As regards the statute of limitations, the Supreme Court ruled that there had been obstacles to the exercising by the victims of their right to sue before 2000. During the period of 1945-1965, Seoul and Tokyo severed diplomatic relations. The 1965 treaty and many Japanese laws had since blocked the victims from filing damages claim.

The 2012 ruling by the Supreme Court was followed by a series of verdict by lower courts of finding guilty of the Japanese"war criminal"enterprises. The high court in Seoul ordered the Japanese firms, including Nippon Steel, in July 2013 to pay 100 million won per victim in damages, which served as the basis for the 100- billion-won suit filed on Tuesday.

The forced labor victims'association plans to file another damages claim suit in the United States to seize the US assets of the Japanese companies, if it wins the class-action lawsuit in South Korea. In the US, the Kohn, Swift & Graft, which won the 7. 5-billion-dollar damages claim case for the Holocaust victims from the Nazi Germany, will help the South Korean victims sue the Japanese enterprises.

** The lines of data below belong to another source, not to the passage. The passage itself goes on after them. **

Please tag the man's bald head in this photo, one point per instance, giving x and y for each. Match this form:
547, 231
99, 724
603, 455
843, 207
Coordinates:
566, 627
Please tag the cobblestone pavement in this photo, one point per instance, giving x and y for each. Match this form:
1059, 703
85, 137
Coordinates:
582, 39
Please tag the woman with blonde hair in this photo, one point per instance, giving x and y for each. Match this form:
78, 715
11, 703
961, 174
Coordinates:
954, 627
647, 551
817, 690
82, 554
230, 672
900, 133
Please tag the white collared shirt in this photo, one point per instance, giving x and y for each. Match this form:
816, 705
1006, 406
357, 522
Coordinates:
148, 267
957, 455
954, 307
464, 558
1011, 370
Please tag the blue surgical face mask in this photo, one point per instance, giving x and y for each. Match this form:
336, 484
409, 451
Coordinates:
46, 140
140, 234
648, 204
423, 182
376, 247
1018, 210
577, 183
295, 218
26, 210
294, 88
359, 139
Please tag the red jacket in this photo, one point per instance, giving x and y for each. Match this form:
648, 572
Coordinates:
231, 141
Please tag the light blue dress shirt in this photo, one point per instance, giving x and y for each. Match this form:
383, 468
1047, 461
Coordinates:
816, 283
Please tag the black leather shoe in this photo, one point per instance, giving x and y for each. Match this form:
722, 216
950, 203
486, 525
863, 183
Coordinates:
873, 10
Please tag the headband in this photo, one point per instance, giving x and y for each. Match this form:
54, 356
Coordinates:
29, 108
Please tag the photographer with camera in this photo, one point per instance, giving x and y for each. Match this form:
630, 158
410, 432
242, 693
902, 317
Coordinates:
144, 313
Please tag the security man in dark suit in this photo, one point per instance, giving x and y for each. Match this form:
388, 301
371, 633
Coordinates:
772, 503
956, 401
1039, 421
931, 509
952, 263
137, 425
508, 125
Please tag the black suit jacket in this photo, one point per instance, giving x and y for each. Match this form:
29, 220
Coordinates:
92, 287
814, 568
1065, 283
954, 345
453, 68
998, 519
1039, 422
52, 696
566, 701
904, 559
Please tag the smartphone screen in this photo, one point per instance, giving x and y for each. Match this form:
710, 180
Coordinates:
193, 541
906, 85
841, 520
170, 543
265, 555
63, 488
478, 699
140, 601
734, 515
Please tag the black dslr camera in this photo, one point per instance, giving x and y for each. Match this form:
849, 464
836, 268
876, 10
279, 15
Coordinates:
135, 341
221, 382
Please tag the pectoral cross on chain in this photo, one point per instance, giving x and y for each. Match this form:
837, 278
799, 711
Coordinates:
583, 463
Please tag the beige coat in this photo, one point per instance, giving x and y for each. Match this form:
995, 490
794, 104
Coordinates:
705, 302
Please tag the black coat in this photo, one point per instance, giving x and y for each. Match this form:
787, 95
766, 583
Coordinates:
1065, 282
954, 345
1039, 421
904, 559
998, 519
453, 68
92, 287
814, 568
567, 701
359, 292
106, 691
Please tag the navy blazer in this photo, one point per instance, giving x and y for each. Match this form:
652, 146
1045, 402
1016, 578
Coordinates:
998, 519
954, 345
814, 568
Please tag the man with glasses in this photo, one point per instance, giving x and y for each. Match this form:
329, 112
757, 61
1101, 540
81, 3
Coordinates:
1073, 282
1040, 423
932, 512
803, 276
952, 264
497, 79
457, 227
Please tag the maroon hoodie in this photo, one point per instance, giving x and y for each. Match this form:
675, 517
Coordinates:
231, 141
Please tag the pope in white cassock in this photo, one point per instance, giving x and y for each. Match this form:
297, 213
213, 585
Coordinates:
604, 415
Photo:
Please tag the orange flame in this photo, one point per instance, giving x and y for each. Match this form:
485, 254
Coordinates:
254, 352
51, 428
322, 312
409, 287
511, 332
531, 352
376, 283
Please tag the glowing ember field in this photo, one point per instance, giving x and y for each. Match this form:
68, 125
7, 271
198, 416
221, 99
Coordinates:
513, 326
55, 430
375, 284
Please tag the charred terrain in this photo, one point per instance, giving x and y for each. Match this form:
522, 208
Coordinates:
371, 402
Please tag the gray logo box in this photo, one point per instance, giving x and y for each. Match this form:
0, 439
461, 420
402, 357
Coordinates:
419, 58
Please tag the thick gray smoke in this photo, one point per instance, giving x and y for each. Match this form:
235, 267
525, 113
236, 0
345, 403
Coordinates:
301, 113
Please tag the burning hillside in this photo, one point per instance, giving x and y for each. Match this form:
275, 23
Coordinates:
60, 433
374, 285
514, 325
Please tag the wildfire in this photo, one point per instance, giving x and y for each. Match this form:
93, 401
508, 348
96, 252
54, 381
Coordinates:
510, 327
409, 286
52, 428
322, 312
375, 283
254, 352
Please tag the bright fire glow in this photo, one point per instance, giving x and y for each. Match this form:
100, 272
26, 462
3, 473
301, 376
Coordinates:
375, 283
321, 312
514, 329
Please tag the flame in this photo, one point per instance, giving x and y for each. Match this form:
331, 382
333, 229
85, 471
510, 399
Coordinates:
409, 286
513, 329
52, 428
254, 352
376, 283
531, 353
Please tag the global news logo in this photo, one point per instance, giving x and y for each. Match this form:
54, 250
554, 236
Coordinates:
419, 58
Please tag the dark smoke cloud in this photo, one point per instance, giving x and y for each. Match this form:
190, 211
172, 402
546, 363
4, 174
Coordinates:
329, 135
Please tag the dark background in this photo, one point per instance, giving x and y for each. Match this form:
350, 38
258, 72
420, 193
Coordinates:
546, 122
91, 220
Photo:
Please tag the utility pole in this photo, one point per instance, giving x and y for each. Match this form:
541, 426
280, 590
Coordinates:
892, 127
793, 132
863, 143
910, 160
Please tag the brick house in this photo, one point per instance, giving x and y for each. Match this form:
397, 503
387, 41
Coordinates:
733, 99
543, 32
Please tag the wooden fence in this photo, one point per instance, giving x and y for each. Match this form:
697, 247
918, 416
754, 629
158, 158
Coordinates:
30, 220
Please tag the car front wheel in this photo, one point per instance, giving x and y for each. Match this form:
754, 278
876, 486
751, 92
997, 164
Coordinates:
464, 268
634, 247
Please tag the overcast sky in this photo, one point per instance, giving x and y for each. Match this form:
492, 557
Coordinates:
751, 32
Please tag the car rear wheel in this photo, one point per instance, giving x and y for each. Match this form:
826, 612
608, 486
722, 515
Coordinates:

The association also plans to recruit the second, and third, group of plaintiffs to file for additional damages claims for tens of thousands of the forced labor victims who haven't heard of the class-action move.

According to Chang Duk-hwan, the association's secretary general, millions of Koreans were coerced into working for thousands of Japanese firms to produce military supplies during Japan's colonial rule of the Korean Peninsula from 1910 to 1945.

Those victims performed dangerous tasks without being paid, suffering from hard labor, hunger and even beating. Most of the" war criminal"enterprises disappeared after the end of World War II, but some 60 companies are in operation, including Nippon Steel and Mitsubishi Heavy Industries.